In the Dec. 30 interview, Giglio accused Jens-Smith of unnecessarily delaying the subdivision and keeping board members in the dark about its status. She said she had not seen the town’s applications to the county health department or the State DEC, or any responses from those agencies and said she was unaware where those applications stood.
Giglio said she would like to assume the role of “point person” for the town to shepherd the subdivision application through the process with the county health department and State DEC. She said she is a logical choice because of her business background as a permit expediter.
“I have the experience and I know how to do this,” she said. Giglio said she had already spoken to Aguiar, Councilman Tim Hubbard and incoming Councilman Frank Beyrodt about it and believed it would be discussed at a work session in the new year.
Yesterday, Aguiar acknowledged that the councilwoman had brought it up, but said as far as she is concerned, it was a non-starter.
“I’m going to take the lead on it,” Aguiar said. It’s her responsibility as supervisor, “and the board will be always be kept fully informed,” she said.

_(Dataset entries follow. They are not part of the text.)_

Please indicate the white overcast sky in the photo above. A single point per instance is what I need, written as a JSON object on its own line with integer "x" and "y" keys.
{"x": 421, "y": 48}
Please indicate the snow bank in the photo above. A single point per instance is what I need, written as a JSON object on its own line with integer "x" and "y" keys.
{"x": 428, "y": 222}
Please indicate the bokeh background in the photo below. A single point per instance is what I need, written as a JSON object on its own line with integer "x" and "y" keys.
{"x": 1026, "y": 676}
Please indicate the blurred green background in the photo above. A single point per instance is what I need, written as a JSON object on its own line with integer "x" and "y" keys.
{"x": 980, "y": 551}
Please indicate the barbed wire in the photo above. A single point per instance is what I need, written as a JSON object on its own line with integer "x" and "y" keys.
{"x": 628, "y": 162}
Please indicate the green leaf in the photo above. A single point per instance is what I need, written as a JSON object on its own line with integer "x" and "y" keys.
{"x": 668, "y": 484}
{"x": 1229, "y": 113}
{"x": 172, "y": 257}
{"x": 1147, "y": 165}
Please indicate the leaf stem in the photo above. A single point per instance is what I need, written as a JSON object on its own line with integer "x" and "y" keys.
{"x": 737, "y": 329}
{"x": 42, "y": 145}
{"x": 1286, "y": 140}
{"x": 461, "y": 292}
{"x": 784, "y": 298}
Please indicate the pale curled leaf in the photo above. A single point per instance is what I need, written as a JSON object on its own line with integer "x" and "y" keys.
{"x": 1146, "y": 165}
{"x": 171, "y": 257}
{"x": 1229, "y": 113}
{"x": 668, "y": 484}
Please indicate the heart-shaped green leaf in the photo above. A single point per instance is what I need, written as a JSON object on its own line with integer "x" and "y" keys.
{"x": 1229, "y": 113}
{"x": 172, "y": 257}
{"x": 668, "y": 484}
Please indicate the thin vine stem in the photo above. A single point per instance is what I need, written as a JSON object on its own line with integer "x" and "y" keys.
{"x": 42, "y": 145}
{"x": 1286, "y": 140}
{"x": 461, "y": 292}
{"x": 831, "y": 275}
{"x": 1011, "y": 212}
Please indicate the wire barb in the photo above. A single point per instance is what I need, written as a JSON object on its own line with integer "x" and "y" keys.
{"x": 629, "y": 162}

“I’m a New York State-licensed real estate agent and I’m fully familiar with land sales and acquisitions,” Aguiar said.
“I have been briefed by Mr. Isler. If we have to move forward, and I anticipate we are, then we have to make sure we protect that land and hopefully utilize the money and give some of it back to the public.”
In addition to the net cash proceeds of the sale, the property in private hands will generate between $3 million and $4 million in real property taxes annually, according to town officials.